On my last trip to New York, I took a subway uptown to the MOMA. While waiting on the subway platform I read a small local newspaper someone had left behind. It had a small advertisement for New York’s greatest tourist destination. Always being fond of such audacity, I decided to venture a visit. Two subway rides and a commuter train trip later, far from Manhattan, just outside of New Rochelle, the tops of the highest skyscrapers from the city barely peeked up on the horizon. A small half empty parking lot held a half-dozen cars. You might expect a bigger area for NYC’s greatest tourist destination.
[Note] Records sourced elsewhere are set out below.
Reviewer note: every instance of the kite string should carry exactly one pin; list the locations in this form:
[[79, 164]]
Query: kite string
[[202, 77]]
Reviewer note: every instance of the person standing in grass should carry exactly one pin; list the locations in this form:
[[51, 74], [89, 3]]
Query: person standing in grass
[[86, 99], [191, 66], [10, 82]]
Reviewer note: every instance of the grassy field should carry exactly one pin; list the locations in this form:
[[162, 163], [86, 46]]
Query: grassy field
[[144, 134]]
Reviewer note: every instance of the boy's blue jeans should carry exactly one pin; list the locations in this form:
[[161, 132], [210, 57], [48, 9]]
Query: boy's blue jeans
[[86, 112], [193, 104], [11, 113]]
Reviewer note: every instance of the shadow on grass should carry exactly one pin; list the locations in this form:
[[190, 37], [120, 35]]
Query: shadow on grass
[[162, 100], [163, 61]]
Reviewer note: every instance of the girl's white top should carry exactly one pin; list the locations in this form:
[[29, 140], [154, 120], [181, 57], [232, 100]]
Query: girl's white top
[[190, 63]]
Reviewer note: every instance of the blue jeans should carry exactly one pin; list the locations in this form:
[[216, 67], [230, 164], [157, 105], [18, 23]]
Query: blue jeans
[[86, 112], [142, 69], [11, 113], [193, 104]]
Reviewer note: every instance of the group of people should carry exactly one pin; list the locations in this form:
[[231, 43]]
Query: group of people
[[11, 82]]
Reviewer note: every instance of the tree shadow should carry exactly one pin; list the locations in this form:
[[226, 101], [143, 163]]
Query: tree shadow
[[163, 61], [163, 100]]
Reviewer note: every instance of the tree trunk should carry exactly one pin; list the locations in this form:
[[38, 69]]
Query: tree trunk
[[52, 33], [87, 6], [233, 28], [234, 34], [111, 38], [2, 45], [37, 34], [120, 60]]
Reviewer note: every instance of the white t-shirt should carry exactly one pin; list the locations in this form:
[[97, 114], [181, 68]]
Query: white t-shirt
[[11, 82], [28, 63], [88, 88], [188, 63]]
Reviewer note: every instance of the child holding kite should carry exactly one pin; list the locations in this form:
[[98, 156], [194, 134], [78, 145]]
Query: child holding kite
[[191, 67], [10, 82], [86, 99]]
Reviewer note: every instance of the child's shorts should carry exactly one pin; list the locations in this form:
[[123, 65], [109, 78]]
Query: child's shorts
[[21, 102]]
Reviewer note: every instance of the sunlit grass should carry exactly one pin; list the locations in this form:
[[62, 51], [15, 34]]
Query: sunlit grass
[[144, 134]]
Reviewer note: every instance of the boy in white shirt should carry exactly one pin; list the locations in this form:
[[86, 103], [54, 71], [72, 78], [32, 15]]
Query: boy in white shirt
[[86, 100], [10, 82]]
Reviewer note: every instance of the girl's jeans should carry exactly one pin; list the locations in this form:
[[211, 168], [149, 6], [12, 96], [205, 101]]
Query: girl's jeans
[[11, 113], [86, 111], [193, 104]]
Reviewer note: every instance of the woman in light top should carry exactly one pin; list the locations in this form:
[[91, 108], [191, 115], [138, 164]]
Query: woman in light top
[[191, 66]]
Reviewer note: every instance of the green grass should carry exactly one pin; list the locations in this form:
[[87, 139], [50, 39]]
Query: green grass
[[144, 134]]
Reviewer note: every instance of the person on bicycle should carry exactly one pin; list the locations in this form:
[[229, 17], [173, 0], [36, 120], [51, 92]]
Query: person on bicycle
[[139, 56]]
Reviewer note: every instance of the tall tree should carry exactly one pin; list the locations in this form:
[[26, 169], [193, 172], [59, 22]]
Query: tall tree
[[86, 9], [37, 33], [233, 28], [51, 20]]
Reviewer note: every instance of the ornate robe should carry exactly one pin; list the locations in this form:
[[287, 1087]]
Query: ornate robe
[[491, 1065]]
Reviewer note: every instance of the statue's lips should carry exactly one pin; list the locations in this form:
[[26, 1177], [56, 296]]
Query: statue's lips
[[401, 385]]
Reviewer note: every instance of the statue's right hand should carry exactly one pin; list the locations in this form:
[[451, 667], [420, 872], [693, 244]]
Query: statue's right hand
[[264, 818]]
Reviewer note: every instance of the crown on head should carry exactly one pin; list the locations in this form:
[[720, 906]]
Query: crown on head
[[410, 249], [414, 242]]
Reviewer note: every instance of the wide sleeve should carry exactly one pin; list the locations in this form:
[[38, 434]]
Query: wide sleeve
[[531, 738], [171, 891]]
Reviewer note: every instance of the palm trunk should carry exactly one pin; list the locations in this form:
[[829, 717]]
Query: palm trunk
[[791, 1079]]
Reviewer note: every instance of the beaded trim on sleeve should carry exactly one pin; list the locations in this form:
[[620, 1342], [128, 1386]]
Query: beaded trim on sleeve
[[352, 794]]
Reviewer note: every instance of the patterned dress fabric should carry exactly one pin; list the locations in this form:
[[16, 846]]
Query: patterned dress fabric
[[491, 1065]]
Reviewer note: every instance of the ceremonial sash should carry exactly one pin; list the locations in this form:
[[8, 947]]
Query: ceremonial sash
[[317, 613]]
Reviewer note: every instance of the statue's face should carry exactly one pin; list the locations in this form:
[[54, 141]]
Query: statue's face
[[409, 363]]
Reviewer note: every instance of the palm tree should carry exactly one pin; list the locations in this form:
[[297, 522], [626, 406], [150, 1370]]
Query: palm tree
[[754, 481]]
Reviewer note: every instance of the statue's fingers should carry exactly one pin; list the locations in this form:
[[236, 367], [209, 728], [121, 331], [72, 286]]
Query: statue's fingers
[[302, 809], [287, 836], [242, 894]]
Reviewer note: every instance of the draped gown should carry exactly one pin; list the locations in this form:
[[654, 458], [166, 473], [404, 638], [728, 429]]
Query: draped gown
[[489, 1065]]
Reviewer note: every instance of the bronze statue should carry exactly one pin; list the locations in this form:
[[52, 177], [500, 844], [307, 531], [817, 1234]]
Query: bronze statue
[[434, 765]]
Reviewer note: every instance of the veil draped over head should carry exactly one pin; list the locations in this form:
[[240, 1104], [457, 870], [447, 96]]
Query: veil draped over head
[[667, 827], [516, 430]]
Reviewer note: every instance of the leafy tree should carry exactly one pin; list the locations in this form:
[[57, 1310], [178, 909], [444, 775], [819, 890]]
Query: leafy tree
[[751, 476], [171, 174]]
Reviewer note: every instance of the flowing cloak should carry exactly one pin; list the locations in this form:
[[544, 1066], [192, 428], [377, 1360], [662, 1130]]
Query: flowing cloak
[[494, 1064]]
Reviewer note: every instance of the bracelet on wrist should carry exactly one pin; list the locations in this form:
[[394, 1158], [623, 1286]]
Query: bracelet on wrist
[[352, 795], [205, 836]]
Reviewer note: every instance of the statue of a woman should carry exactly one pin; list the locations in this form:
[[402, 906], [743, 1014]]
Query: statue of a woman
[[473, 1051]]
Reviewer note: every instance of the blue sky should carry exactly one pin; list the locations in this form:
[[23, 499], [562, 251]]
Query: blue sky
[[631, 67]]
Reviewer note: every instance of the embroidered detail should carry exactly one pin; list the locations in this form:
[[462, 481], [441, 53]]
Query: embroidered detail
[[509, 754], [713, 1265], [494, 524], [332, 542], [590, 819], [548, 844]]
I paid the six dollar entrance fee and continued though the tall gates. The sign just inside the gates laid out the self-guided tour. A giant sign was emblazoned with the museum name and greeting. Welcome to the Coffee Shop Vats of New York City. I stood before the first sign in the self guided tour as I became knowledgeable to the wonders of Coffee Shops Vats. Giant containers the size of massive water towers stood in multiple rows. Each easily a hundred feet high and fifty feet across, clearly marked with their specific contents. I stood at the beginning of the first row and peered down the aisle. It became evident this place is responsible for the storage and distribution for all the accompanying food products for all New York area diners. A massive task and function to be sure
The behemoth containers went as far as I could see. Each with a large spout similar to an elephant trunk for distribution. The first row seemed to be the most popular and desired. Tank one was labeled Macaroni Salad, tank two, Cole Slaw, tank three, Potato Salad. Personally, I would think they would be reversed by popularity, but that’s just my opinion. Down the rows, I read the signs and information form other vats. Chicken Salad, Tuna Salad, Egg Salad. I was quite impressed with the history of the egg salad vat, it had been donated Mayor Guliani just after the 9-11 tragedy. As it turns out, terrorists also struck the Coffee Shop Vats in an attempt to create massive disruption and upheaval to the New York area coffee shops, but in place of planes they crashed large trucks into the vats. Only the egg salad vat was destroyed, the smell was so putrid, the area was evacuated for months.
Looking down other rows I see, the Rice Pudding, Soup du Jour, Jello, Pickles, Potato Chips. I feel a bit of a shiver run down my spine as I imagine the tragedy if the terrorists have been successful, what if they would have destroyed our precious coffee shop reserves? The terrible thought of eating a roast beef sandwich without the finishing comfort and accompaniment of the trusty cole slaw or pickle brought a tear to my eye. Finally, I understood the true need for homeland security.